When looking for economics books, it helps to know exactly what your specific goals are. The original poster was looking to understand economics, and to also be able to pass some tests.
For a beginner seeking to understand economics, I recommend Carl Menger's Principles of Economics. Look also at Richard Salsman's recommendations in his area for fundamental texts.
For a textbook that will help one pass a test on Micro & Macroeconomics, I haven't looked at them all, but "Economics: Private and Public Choice" by Gwartney and Stroup was better than a number of alternatives I've seen (I encountered it in my CFA study program), though far from perfect. To pass a standard test on economics, sadly, one must become quite familiar with the mechanics of some very false theories.
(See the following essay as a worst-case example:
http://www.capmag.com/article.asp?ID=1452)Beware of reading just books of polemics, if your goal is to do something practical with your understanding of economics. Unfortunately, it seems that the majority of "free-market" books on economics are primarily polemical - why Keynesianism is wrong, why Socialism is wrong, etc. I see far fewer books that provide positive insight into how an economist should approach economics.

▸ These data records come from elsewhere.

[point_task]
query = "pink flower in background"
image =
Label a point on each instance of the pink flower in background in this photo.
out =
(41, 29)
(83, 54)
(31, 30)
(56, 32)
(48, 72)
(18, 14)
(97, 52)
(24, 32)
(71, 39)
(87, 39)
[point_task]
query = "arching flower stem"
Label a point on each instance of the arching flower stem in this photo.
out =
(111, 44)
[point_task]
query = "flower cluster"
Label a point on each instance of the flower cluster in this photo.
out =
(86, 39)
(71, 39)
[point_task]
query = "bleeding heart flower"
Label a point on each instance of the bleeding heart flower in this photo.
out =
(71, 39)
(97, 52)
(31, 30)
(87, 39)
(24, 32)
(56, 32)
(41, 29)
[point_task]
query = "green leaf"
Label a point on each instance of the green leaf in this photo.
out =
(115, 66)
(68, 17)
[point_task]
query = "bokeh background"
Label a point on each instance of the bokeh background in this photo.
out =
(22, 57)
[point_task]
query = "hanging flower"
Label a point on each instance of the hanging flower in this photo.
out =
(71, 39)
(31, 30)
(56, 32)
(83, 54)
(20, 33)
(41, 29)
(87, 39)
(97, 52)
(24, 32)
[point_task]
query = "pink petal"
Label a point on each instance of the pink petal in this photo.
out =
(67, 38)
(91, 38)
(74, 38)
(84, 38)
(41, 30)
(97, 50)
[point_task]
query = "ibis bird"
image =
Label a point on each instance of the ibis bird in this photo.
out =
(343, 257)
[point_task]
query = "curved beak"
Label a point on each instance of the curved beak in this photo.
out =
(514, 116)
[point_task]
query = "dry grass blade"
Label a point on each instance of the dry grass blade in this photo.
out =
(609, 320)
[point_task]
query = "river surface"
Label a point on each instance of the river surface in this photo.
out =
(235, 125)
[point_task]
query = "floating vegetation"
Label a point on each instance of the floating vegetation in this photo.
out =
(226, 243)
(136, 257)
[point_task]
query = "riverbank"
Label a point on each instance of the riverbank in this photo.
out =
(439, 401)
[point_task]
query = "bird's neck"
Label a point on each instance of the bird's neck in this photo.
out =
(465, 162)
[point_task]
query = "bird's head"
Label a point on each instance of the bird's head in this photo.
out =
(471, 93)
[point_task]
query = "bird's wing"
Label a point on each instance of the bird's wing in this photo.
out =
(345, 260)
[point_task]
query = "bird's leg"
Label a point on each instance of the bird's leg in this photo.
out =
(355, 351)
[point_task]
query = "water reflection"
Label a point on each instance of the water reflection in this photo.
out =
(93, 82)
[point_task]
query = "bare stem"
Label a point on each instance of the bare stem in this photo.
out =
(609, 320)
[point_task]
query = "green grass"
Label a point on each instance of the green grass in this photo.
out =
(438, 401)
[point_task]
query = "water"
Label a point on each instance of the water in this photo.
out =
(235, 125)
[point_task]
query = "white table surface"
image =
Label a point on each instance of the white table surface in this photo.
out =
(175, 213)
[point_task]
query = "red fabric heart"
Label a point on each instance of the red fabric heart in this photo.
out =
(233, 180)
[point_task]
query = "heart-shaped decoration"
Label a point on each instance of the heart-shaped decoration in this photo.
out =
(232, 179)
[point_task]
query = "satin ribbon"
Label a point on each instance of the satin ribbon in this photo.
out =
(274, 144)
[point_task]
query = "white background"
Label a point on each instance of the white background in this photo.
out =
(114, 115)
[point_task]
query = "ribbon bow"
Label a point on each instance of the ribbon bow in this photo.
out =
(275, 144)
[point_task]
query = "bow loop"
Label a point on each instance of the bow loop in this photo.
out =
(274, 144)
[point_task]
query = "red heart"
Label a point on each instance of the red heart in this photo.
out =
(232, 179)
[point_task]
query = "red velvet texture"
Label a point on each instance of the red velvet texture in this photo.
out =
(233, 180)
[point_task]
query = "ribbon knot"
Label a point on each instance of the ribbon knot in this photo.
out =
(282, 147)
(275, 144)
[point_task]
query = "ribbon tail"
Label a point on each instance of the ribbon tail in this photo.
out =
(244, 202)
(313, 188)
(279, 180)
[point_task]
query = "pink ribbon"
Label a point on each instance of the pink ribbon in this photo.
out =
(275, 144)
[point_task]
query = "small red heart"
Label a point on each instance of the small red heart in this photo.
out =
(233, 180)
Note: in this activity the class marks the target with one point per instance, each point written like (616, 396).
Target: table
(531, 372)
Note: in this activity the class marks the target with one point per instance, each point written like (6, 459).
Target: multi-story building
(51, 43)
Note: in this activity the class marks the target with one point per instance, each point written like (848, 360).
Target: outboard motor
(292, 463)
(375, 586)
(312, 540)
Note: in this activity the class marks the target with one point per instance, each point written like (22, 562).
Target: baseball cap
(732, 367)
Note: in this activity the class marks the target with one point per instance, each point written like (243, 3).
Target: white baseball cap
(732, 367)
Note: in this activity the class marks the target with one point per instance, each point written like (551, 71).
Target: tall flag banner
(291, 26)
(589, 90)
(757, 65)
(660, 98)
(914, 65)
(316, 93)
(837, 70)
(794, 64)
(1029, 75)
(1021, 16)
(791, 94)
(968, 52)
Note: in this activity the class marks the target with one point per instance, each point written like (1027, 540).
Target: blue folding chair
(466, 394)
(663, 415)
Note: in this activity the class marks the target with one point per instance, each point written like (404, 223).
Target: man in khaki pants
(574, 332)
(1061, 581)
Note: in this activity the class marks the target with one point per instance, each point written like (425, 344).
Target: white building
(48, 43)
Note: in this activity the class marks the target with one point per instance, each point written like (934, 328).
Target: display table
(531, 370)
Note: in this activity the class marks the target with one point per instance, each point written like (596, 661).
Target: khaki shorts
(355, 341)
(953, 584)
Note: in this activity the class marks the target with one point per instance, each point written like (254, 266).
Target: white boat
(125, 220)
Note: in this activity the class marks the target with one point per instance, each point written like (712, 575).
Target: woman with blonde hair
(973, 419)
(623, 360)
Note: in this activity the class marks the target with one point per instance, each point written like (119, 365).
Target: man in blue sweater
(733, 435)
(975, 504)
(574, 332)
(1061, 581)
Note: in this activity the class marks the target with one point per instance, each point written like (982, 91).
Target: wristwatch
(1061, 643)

In my work in investment research, I'm trying to identify specific relationships between various prices and economic factors to revenues and profitability of various industries, as well as investor reaction to these items. Mises' bias against mathematics to some degree stunted my interest in quantitative methods in economics early in my studies, but I've tried to recover from this. I don't know many modern Austrians interested in or able to tackle real-life short to medium term analyses like this.
In my view, there is a gaping hole in the economics literature. I wish I could see a pro-capitalist texbook which builds upon Menger's and Ayn Rand's foundations to develop a new theory of macroeconomics that attempts to at least some degree codify and quantify how the productive process of people and firms aggregate to create economic progress, and explain how various influences, innovations, negative surprises, external impacts, and government distortions can create changes in the economy. This would be a VERY useful book.
Unfortunately, I haven't seen much come close to this ideal. I have seen some presentations from Richard Salsman that were in the same vein, but a text like this would require 800 pages or so, and would require a huge amount of integration. Econometrics may provide some industry studies, but tends to be full of floating abstractions. Mainstream macroeconomics is terrible, but even the better macroeconomics perspectives are hobbled by a lack of a good and specific base.
Because I think economics can be better understood as being driven by the process of profitable production, I'd recommend that budding economists also study finance and investments. That field is full of errors too, but one must understand concepts like how firms perform capital budgeting and estimate the present value of projects over their estimated lives to really understand the underpinnings of economic progress and economic mistakes on a more concretized level. I would recommend the CFA self-study program as something worthwhile to budding economists, because it includes economics as one part of an integrated study of financial markets. (See www.cfainstitute.org.)